マーミン:もちろんいいよ。じゃ、ポータルで待ってるから
ラル:了解
視線をラズベリーに戻すと、またしても姿がない。
「ぷはぁ」
ちょっと見ていると、再び上半身が姿を見せた。
「ラズベリー。小鬼の村の迷宮に誘われたんだけど、今から一緒に行かない?」
「小鬼の村ですか?」
村のシークレットダンジョンを知らないようなので、僕はそれを説明した。
「そのような迷宮があったんですね。私も行けるなら、行きたいです」
「むしろラズベリーだからこそ行けるんだ。鬼と仲良くないと、入れない迷宮だからね」
「行きます。キンちゃん。よろしくね」
「承知」
そう言うと、ラズベリーを乗せたまま狼は歩き出す。
「キンちゃん?」
いつの間に名付けしていたのか、名前をキンにしたようだ。おそらくは森狼王だから、フォレストウルフキング。すなわちキングのキンちゃんだろう。

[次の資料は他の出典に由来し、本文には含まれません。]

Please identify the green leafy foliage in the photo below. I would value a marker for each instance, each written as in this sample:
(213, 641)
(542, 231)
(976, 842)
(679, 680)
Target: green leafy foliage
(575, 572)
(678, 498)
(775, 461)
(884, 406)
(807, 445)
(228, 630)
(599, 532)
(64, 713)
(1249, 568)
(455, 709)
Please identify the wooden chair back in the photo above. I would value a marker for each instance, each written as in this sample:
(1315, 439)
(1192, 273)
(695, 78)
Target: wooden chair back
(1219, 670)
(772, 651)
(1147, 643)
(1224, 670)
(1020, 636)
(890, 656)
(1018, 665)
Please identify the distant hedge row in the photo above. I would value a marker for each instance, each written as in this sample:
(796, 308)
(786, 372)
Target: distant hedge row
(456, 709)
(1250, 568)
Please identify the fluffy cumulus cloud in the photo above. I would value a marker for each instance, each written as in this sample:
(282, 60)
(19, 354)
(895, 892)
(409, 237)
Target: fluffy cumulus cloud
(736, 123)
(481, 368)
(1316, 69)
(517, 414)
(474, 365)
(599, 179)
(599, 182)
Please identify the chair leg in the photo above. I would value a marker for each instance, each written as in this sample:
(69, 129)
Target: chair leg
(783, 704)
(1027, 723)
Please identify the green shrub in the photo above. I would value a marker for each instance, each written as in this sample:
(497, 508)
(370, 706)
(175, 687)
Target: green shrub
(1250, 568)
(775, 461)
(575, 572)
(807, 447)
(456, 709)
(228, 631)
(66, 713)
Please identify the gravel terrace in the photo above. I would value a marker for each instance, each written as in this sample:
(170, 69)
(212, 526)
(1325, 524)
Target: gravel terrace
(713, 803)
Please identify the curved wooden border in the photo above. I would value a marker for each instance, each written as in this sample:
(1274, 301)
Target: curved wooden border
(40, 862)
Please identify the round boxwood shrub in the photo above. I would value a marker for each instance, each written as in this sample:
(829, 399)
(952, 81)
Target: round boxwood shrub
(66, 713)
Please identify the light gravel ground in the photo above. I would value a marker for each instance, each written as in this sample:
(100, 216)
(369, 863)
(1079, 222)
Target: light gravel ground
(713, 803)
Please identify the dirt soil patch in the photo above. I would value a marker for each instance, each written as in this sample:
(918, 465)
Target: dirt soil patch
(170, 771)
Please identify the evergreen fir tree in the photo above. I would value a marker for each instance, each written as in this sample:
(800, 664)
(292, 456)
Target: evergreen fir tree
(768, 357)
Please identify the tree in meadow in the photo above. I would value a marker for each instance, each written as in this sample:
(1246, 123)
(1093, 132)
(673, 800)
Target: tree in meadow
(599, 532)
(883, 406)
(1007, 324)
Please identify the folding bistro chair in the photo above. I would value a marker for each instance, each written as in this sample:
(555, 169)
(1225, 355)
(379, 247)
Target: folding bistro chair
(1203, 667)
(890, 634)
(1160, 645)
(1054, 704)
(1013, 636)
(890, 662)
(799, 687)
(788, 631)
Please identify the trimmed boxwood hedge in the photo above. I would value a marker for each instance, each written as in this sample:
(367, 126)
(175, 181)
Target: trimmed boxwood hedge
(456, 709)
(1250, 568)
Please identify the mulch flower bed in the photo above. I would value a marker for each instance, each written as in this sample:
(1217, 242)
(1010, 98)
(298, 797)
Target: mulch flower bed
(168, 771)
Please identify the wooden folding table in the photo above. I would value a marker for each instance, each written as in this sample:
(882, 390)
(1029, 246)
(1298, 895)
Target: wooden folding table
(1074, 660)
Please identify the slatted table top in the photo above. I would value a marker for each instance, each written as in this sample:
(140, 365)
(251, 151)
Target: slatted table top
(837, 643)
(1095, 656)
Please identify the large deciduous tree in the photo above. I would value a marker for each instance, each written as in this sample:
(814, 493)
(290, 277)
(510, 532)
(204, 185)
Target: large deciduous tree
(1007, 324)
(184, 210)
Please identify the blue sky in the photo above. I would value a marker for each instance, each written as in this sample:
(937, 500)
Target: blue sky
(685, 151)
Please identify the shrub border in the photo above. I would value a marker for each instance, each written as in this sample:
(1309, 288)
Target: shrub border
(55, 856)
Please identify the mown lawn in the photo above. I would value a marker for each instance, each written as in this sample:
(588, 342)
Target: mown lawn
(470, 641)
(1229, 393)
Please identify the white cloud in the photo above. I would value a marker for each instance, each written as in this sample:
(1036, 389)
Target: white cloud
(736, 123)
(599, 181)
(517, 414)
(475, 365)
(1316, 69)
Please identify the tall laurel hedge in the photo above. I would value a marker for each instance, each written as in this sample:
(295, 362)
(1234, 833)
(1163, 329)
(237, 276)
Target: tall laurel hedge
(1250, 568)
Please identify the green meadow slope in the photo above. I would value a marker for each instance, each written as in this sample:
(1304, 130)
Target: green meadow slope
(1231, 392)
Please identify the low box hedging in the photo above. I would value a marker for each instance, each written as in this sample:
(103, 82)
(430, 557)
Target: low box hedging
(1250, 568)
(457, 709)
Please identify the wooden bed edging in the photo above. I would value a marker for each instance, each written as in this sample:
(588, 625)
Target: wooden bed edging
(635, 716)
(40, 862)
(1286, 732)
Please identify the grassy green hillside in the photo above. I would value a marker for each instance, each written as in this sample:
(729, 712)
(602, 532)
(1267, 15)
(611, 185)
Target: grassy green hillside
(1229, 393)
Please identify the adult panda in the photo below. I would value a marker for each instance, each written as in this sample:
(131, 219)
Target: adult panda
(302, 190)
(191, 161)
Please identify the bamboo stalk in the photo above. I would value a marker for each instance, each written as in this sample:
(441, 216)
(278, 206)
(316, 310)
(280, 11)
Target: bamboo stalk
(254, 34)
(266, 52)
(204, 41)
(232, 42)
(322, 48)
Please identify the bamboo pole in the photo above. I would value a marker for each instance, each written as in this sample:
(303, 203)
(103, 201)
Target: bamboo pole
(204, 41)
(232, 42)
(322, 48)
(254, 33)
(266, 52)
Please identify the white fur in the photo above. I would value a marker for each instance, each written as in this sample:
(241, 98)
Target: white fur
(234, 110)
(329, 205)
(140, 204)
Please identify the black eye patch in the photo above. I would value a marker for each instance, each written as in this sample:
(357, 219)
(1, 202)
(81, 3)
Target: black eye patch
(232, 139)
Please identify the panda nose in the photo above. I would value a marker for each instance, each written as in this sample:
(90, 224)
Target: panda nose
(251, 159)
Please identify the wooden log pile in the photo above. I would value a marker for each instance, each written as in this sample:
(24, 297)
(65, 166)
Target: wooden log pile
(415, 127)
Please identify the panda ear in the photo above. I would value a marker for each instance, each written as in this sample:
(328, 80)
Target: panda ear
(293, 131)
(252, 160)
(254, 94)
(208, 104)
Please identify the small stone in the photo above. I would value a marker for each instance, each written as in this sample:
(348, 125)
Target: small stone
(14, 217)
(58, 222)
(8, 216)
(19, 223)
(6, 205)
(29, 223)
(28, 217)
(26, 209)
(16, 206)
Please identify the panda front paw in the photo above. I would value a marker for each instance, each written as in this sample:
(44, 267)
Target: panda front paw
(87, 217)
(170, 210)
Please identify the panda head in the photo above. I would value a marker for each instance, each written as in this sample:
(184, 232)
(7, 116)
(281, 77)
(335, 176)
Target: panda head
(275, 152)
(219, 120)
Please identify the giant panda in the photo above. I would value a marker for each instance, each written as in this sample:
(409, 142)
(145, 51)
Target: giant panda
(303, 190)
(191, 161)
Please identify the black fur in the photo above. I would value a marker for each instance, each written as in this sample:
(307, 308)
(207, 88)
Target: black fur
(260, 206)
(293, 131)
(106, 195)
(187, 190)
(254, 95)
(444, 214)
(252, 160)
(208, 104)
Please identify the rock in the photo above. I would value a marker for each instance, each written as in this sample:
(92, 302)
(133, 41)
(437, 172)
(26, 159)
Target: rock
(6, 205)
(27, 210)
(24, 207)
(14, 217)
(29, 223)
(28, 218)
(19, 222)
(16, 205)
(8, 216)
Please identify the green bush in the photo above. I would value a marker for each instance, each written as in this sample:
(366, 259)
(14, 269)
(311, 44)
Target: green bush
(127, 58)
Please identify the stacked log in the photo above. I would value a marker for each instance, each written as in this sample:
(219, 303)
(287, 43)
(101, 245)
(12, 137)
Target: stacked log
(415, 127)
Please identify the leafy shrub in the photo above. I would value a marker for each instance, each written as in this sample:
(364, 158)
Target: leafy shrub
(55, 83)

「はい。さっきの戦闘でいっぱい突撃していたので、トツゲキングのキンちゃんです」
キング違いだったけれど、キングからキンちゃんに変わりはなかった。
「そうだ。僕らもキンちゃんの背中に……」
「我に触れられるのは主のみ!」
わかってはいたけれど、キンちゃんはぶれない狼らしい。